"All possible options" are on the table as the European Commission decides how to react to US tariffs. In Andalusia, members of the provincial government have already set out to lobby Brussels and Madrid for action.
The United States International Trade Commission has approved new tariffs on Spanish olives, ranging from 7.52 percent to 27.02 percent, due to anti-subsidy and anti-dumping concerns. The European Commission has expressed strong opposition to the decision, calling the measures protectionist and unjustified.
The United States International Trade Commission (USITC) has approved new tariffs on Spanish olives by a vote of three to one.
The decision by the U.S. Department of Commerce to impose unreasonably high and prohibitive anti-subsidy and anti-dumping duties on Spanish olives is simply unacceptable.- European Commission
Customs authorities will now begin collecting new tariffs approved by the U.S. Department of Commerce on the olives ranging from 7.52 percent all the way to 27.02 percent.

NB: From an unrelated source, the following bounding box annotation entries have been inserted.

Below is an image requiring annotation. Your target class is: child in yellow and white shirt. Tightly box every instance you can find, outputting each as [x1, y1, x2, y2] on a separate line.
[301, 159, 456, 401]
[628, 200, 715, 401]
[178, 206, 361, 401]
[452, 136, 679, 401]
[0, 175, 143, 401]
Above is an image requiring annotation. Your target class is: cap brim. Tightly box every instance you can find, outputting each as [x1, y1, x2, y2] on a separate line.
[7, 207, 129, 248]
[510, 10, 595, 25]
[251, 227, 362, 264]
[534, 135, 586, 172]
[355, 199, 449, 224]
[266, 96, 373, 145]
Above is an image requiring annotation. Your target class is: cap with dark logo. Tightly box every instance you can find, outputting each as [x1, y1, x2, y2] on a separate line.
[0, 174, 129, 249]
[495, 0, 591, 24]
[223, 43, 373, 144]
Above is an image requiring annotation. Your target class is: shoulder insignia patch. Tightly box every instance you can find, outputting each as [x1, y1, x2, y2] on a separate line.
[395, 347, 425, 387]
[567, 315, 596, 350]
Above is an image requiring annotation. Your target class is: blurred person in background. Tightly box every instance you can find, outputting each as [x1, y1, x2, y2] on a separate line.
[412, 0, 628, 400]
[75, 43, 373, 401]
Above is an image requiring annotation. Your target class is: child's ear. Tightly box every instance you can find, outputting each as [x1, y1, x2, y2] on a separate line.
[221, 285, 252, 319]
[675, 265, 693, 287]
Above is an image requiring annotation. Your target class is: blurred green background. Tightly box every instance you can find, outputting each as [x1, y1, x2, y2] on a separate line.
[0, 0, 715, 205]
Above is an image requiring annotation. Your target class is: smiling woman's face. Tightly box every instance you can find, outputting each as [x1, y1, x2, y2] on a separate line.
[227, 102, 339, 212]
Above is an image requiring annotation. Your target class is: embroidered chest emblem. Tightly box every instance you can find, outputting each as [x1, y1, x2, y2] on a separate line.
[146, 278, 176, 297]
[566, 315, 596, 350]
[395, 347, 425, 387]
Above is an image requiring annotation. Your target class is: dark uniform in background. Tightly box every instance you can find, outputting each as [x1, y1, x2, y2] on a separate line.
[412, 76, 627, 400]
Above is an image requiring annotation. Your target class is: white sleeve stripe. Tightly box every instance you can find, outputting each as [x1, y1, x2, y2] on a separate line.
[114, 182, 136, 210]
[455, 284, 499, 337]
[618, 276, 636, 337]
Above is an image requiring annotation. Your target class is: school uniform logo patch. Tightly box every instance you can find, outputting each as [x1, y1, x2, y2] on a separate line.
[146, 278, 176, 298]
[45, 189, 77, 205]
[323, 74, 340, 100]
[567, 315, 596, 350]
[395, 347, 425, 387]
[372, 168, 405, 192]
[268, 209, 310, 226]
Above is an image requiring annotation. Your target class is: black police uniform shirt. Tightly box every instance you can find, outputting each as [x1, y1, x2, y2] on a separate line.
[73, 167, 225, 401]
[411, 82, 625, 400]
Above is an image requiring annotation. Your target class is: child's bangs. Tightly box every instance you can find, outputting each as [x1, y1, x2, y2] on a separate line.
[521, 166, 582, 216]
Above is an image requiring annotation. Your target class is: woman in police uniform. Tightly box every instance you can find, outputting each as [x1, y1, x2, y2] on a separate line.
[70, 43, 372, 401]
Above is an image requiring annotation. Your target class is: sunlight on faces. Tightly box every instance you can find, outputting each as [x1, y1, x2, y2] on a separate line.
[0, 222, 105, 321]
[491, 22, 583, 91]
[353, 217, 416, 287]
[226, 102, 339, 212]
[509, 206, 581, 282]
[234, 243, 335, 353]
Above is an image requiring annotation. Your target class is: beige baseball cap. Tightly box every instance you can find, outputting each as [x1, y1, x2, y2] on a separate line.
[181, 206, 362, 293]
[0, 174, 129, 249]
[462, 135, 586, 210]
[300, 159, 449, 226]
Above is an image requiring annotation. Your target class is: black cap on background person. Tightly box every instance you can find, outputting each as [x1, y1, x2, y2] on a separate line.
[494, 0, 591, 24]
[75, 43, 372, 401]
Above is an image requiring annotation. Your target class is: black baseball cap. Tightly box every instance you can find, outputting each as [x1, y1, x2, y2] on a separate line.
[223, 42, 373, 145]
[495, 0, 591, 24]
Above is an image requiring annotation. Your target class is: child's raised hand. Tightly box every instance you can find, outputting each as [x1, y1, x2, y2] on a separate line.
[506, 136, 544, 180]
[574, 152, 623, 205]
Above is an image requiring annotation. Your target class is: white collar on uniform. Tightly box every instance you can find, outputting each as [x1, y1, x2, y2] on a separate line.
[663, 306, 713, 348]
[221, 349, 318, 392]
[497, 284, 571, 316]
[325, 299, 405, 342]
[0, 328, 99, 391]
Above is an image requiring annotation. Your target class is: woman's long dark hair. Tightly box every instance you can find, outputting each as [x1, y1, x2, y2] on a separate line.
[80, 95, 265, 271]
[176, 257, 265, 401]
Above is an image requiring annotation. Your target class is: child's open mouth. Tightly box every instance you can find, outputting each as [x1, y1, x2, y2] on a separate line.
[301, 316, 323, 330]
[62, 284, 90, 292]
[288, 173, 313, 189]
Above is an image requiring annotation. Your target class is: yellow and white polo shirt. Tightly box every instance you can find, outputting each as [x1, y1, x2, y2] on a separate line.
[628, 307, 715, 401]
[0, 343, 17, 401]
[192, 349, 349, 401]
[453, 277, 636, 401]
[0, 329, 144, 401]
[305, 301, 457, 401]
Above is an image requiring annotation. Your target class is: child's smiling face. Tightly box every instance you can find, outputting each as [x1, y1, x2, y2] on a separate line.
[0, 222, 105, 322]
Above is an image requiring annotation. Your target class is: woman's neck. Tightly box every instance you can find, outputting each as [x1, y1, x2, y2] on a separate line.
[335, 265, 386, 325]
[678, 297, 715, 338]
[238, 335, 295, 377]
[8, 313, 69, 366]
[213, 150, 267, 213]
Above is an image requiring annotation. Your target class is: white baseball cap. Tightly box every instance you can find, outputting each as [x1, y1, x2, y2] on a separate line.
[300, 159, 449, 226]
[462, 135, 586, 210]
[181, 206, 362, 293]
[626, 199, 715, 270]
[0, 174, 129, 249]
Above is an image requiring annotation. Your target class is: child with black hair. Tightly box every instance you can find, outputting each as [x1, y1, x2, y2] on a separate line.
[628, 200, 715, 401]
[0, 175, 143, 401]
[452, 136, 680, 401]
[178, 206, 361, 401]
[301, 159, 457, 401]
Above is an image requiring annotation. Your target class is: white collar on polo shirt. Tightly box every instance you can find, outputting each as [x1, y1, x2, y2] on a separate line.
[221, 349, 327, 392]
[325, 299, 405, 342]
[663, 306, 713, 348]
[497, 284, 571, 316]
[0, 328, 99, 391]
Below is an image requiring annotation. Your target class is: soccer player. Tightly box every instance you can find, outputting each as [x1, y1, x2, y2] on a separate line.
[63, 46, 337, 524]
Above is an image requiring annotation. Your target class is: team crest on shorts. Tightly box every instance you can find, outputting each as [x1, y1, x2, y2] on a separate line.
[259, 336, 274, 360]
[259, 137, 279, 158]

“The USITC today determined that a U.S. industry is materially injured by reason of imports of ripe olives from Spain that the U.S. Department of Commerce has determined are subsidized and sold in the United States at less than fair value,” a department spokeswoman said about the decision.

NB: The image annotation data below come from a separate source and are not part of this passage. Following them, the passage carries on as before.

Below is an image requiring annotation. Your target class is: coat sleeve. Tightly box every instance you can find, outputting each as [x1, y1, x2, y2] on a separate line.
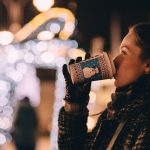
[58, 107, 88, 150]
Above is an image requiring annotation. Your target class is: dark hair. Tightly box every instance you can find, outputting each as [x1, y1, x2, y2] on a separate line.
[129, 23, 150, 61]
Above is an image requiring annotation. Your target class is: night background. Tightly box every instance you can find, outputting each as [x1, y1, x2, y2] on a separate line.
[0, 0, 150, 150]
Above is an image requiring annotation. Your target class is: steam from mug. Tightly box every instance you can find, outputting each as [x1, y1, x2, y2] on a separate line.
[69, 52, 116, 84]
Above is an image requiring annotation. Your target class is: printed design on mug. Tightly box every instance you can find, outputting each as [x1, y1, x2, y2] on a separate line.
[74, 63, 84, 81]
[81, 58, 102, 81]
[83, 67, 99, 78]
[98, 55, 110, 79]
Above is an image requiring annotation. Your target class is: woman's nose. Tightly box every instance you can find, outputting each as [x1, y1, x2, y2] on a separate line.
[113, 54, 122, 68]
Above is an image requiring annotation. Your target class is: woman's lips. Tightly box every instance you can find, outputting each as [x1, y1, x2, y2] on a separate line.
[114, 73, 118, 79]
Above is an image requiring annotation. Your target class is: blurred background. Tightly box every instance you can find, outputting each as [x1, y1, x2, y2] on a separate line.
[0, 0, 150, 150]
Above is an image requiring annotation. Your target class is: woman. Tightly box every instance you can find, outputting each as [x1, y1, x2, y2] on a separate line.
[58, 23, 150, 150]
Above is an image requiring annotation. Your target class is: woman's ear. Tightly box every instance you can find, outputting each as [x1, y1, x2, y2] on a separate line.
[144, 60, 150, 74]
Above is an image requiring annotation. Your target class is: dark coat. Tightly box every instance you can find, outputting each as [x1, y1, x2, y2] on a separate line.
[58, 77, 150, 150]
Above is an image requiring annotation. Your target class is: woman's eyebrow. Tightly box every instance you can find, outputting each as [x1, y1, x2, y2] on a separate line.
[120, 45, 129, 49]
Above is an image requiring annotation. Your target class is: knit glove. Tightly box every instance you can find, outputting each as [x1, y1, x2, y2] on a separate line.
[63, 53, 91, 106]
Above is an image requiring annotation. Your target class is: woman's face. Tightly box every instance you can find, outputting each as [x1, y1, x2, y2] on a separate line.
[114, 32, 145, 87]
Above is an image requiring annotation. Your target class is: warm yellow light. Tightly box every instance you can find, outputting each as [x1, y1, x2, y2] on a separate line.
[37, 31, 55, 40]
[33, 0, 54, 12]
[15, 8, 75, 42]
[0, 31, 14, 45]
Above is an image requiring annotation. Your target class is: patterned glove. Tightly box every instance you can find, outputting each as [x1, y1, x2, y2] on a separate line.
[63, 53, 91, 105]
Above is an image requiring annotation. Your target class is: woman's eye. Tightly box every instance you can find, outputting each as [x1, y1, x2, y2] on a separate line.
[121, 51, 127, 55]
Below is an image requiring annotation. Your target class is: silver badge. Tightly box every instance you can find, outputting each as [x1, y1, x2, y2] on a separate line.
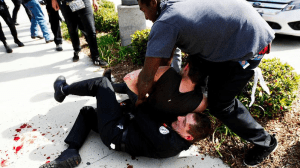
[159, 126, 170, 135]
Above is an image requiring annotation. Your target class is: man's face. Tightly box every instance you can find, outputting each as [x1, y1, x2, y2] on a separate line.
[172, 113, 196, 140]
[138, 0, 158, 23]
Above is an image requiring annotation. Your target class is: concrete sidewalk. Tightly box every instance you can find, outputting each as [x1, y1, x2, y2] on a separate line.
[0, 0, 226, 168]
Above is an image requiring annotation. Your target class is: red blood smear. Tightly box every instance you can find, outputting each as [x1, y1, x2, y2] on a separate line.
[14, 145, 23, 154]
[1, 160, 7, 167]
[20, 124, 27, 128]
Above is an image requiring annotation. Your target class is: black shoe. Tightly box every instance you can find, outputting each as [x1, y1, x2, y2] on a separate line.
[92, 56, 108, 66]
[56, 44, 63, 51]
[53, 76, 68, 103]
[73, 51, 79, 62]
[39, 149, 81, 168]
[15, 40, 24, 47]
[244, 134, 277, 167]
[31, 35, 44, 39]
[46, 39, 54, 43]
[102, 69, 111, 82]
[4, 45, 12, 53]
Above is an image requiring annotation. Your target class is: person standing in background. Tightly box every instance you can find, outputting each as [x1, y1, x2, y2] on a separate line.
[11, 0, 32, 26]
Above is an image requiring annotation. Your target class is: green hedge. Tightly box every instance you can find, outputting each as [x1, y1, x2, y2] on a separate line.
[94, 0, 119, 37]
[238, 58, 300, 117]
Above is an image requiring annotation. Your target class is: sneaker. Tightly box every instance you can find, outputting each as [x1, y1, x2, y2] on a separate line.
[56, 44, 63, 51]
[92, 56, 108, 66]
[73, 51, 79, 62]
[31, 35, 44, 39]
[39, 149, 81, 168]
[53, 76, 68, 103]
[15, 40, 24, 47]
[102, 69, 111, 82]
[244, 134, 277, 167]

“As a result of the USITC’s affirmative determinations, Commerce will issue antidumping and countervailing duty orders on imports of this product from Spain,” she added.
The European Commission has said in a statement that it will wait to see the exact wording of the tariffs, which will be released on July 24, but that “all possible options” are on the table, in terms of a response.
“The Commission deplores this US approach and in particular the way in which the investigation was conducted,” a European Commission spokesperson said. “These protectionist measures are not justified, neither on process nor on substance.”
“The decision by the U.S. Department of Commerce to impose unreasonably high and prohibitive anti-subsidy and anti-dumping duties on Spanish olives is simply unacceptable,” the spokesperson added. “This is a protectionist measure targeting a high-quality and successful EU product popular with US consumers.”
The implementation of the tariffs stems from an anti-dumping complaint lodged by two companies in California last year. This was compounded by an anti-subsidy charge by the Commerce Department.
According to data from the Spanish Association of Exporters and Industrialists of Table Olives (ASEMA), black olive exports to the US have already fallen by more than 42 percent in the first quarter of 2018 compared with the same period in 2017.
Luis Planas, Spain’s Minister of Agriculture, said he plans to bring up the tariffs at a European Union agricultural meeting scheduled for next week in Luxembourg.
José Muñoz, a PSOE (Spanish Socialist Workers’ Party) Deputy in the Andalusian Parliament, has already taken action, proposing an initiative demanding European Union intervention on behalf of Spanish olive farmers.
“The PSOE in Andalusia presents in the Andalusian Parliament an initiative that demands of the European Union a forceful commercial answer against the tariffs on our table olives,” he said on Twitter.
The Andalusian Parliament is meeting today to discuss the initiative and the implications of the tariffs on the region’s economy. However, it is unclear what exactly the provincial government can do other than petition Brussels to act.
Meanwhile, Rodrigo Sánchez Haro, the Andalusian Minister of Agriculture, Fisheries and Rural Development has gone to Madrid to petition the national government to act.
“Today in Madrid we have met with the Luis Planas, to continue working together in defense of the table olive sector before the unfair and unjustified tariffs definitively established by the US,” he said.